A BAIANA - Cap. V
A BAIANA
V
Domingo, dia muito especial para todos os namorados. O dia de mais disponibilidade, o dia em que se juntam todos os ingredientes para um feliz dia de namoro. Este domingo não vai ser diferente para os nossos conhecidos namorados.
Logo pela manhã, missa rezada pelo Sr. Padre Lira, na igreja matriz, com elevada presença de fiéis. Resta lembrar que ao Domingo e particularmente na hora da missa dominical as pessoas se apresentam com as suas melhores roupas vestidas, que guardam nos seus roupeiros com esmerado carinho. Ritual que se cumpre com mais acuidade nas classes pobres, carentes de roupa em quantidade e qualidade.
Os parezinhos de namorados encaminham-se vagarosamente para a igreja, rua acima, com grande pavoneio e muita inveja de permeio, entre os mais vaidosos.
Então a Josy, não se evadia desses preconceitos e em passo cadenciado acompanhava Francisco lado a lado. O reparo era feito pelos outros pares de jovens que entre si faziam os mais díspares comentários.
Antes da missa começar as pessoas com relações afectivas mais fortes, saúdam-se e conversam sobre temas diversos. Logo que se apresta para o início do acto litúrgico, entram para a igreja, tomam as suas posições habituais e só se retiram para receber a comunhão, com regresso ao lugar primitivo.
Estiveram neste caso também os namorados Josy/Francisco, que foram corredor acima, até junto do altar, para receber a comunhão. Logo ali o reparo foi geral.
Josy apresentava-se esmeradamente vestida com a roupa comprada na Benetton dias antes e que propositadamente estreava no dia de hoje, dia da festa de aniversário da pequena Otília e onde Josy e o namorado vão estar a convite da tia Micaela.

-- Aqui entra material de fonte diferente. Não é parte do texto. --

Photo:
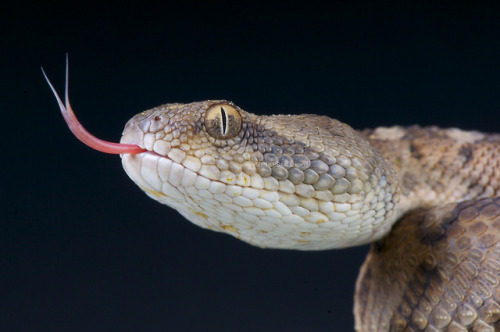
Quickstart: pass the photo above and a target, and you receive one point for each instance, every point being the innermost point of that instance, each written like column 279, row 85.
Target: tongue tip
column 81, row 133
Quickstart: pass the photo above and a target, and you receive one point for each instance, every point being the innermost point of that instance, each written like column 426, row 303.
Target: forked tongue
column 81, row 133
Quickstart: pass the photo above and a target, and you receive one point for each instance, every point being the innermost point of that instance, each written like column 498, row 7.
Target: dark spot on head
column 466, row 151
column 414, row 150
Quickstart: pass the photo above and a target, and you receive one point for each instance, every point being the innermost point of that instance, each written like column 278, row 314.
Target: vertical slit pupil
column 224, row 121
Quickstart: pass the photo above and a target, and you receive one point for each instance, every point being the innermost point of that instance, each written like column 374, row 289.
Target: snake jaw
column 81, row 133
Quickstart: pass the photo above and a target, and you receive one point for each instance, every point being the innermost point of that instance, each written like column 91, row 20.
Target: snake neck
column 438, row 166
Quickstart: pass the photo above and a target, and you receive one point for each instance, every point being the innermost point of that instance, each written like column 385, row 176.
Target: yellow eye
column 222, row 121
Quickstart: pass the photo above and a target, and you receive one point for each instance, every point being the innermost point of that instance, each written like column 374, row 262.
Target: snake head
column 304, row 182
column 297, row 182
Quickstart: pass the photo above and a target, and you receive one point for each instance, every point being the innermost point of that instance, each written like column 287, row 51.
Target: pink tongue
column 81, row 133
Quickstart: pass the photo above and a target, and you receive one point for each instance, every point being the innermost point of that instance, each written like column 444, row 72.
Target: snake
column 426, row 198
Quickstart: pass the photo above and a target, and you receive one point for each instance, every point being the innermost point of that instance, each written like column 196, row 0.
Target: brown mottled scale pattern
column 438, row 270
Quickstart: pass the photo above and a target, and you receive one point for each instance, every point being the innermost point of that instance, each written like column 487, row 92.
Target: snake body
column 310, row 182
column 426, row 198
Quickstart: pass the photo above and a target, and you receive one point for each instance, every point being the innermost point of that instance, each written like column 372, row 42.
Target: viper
column 425, row 197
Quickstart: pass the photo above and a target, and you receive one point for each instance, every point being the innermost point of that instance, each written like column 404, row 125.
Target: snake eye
column 222, row 121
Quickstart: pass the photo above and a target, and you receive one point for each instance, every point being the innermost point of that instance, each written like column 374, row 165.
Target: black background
column 83, row 249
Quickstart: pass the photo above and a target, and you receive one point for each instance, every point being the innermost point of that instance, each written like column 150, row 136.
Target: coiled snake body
column 425, row 198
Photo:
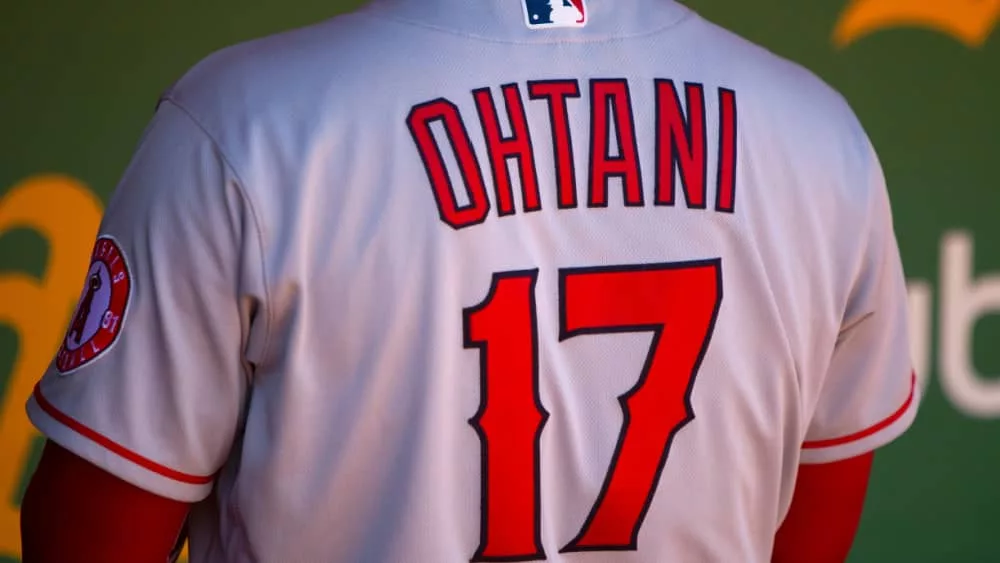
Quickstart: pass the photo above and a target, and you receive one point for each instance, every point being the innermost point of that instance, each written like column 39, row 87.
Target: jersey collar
column 506, row 20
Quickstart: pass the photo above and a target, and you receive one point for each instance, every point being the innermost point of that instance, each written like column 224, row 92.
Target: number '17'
column 678, row 302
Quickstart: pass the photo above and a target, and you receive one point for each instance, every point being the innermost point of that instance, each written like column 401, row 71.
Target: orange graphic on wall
column 969, row 21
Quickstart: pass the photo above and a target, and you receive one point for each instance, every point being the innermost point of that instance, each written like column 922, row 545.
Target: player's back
column 520, row 292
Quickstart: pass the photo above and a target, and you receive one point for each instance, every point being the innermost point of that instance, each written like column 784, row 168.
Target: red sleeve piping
column 873, row 429
column 111, row 446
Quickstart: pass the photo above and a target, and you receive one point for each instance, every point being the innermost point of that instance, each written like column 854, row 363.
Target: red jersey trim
column 111, row 446
column 874, row 429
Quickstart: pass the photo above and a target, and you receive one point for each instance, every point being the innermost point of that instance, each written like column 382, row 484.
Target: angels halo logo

Acabada a missa, repete-se o ritual de conversas, desta vez sem a presença de mulheres que se afadigam no regresso a casa a pensar no que vão fazer para o almoço.

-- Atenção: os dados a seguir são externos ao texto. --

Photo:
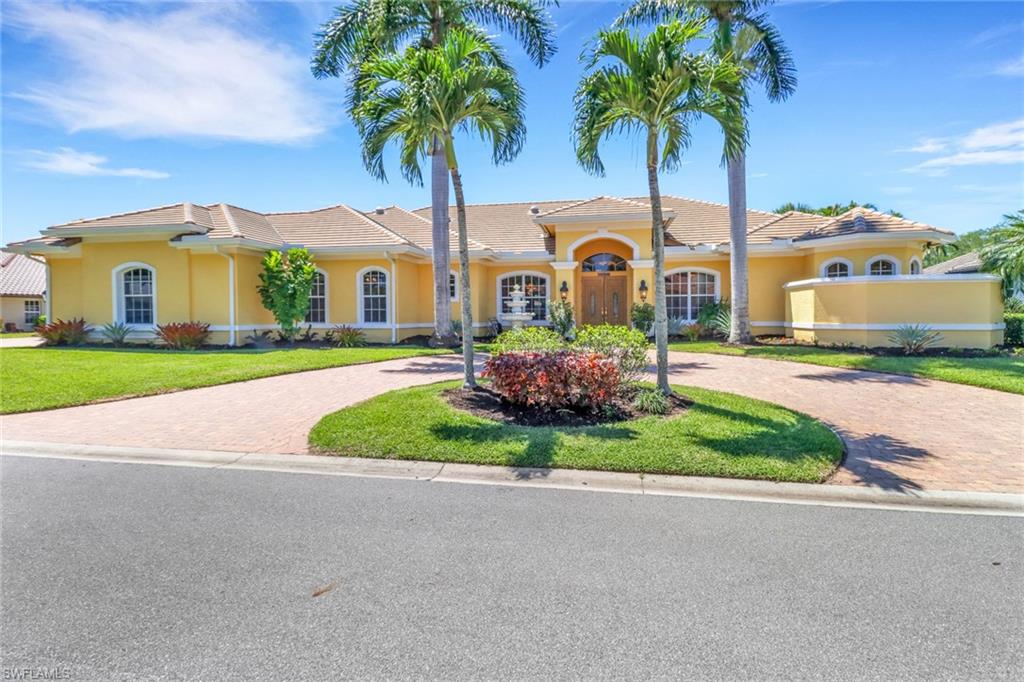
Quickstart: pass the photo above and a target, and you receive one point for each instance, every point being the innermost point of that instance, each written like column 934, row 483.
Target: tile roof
column 20, row 275
column 969, row 262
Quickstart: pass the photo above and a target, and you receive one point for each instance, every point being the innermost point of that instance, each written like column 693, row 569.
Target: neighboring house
column 850, row 279
column 23, row 292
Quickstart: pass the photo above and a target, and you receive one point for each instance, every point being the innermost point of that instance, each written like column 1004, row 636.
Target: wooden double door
column 604, row 298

Os pares de namorados aproveitam o regresso às suas casas para namoriscarem mais um pouco.
Micaela despediu-se da sobrinha e de Francisco apressadamente, para se dirigir a casa, afim de dar início ao almoço que iria reunir cerca de vinte pessoas e que muito iria alegrar a pequena Otília.
Francisco entrou no Abstratus Bar, comprou chiclets que dividiu com Josy e que esta depois de mascar, fazia enormes balões que se lhe colavam à cara e que provocava risada entre eles.
Continuaram o seu passeio de regresso a casa. Despediram-se com um beijo e seguiram seus caminhos para mais logo se voltarem a encontrar.
Francisco ainda foi a casa cuidar melhor do seu visual, uma vez que hoje ia ser o dia da sua apresentação à família de Josy.
O Sr. Matos, pai de Josy não conhece o namorado da filha. Apenas o conheceu em pequenino, quando ia ao Paulo alfaiate para fazer roupa. Agora já não manda fazer, compra nas lojas de pronto-a-vestir.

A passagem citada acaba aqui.